Maximiliano estava sentado da proa do barco tomando uísque e comendo o
pistache do sogrão. Flanders, depois de rir muito, abriu uma revista de mulher pelada e ficou ouvindo música no walkman. Juarez finalmente teve um pouco de
sossego. Dez minutos, precisamente.
– Quero ver onde nós estamos ­ avisou Maximiliano, apertando os botões
do GPS.
– Estamos no mar a caminho do Rio de Janeiro. Já pedi pro senhor não mexer aí, o senhor não sabe. . .
– Tô em casa, insolente. É claro que eu sei lidar com o GPS.
Maximiliano Serrano, o chato curitibano, entende de GPS tanto quanto você e eu, caro leitor, entendemos dos hieróglifos de Champolion ou do dodecafonismo de Schönberg. Depois de fuçar no aparelho, ele foi até a proa do barco e ficou contemplando o horizonte. Assumiu ares de lobo-do-mar, baforando um cachimbo imaginário, como se lembrasse de toda uma vida de batalhas, tormentas, mulheres e piratas nos mares de Netuno e nos portos dos cinco continentes. Encantava-se com o vôo gracioso das gaivotas, acenava para os golfinhos que exibiam sua coreografia nadando ao lado do barco, recebia sem temor lufadas de água salgada no peito. E voltava pra mexer no GPS.
A Caminho de um Naufrágio
E assim foi a terrível viagem. A cada quarto de hora, não mais que isso, Maximiliano ia vistoriar o GPS. E mexia e mexia. E mexeu tanto que deixou o paciente Juarez positivamente transtornado. O marinheiro chegou a dar um tapa
na mão de Maximiliano na última vez que ele fora “checar a localização”.

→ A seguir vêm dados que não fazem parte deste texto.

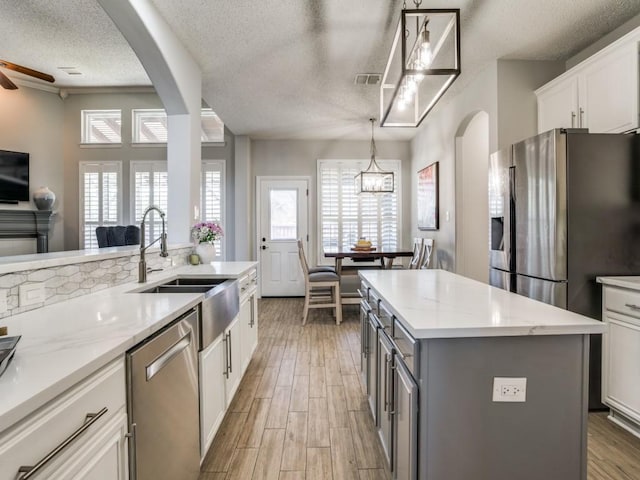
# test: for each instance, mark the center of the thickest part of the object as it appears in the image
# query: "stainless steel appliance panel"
(541, 206)
(502, 279)
(547, 291)
(220, 306)
(163, 404)
(500, 209)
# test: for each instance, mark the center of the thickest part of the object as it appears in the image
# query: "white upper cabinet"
(600, 94)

Flanders tentou ajudar Juarez e pediu para Maximiliano sair dali.
– Cai fora, Flanders ­ disse Maximiliano imitando Homer Simpson. Ele sempre falava isso para o concunhado e rival. E ficava rindo dele. Flanders nem deu bola. Estranhava a demora e, preocupado, consultou o marinheiro.
– Ô, Juarez, não era pra gente já estar em Angra? Olhe a hora.
– É, seu Flanders, eu tava pensando nisso agora mesmo. Tá demorando muito. Deixa eu ver o GPS.
O previsível aconteceu. Maximiliano tinha mexido tanto no equipamento que alterara a rota. Eles estavam perdidos.
– FILHO DA PUTA! ­ gritou Juarez. – EU VOU TE JOGAR NO MAR!
O marinheiro aplicou um severo pescoção em Maximiliano. Flanders segurou o colérico Juarez só depois de deixá-lo descarregar sua fúria por um certo tempo. OK, por um bom tempo.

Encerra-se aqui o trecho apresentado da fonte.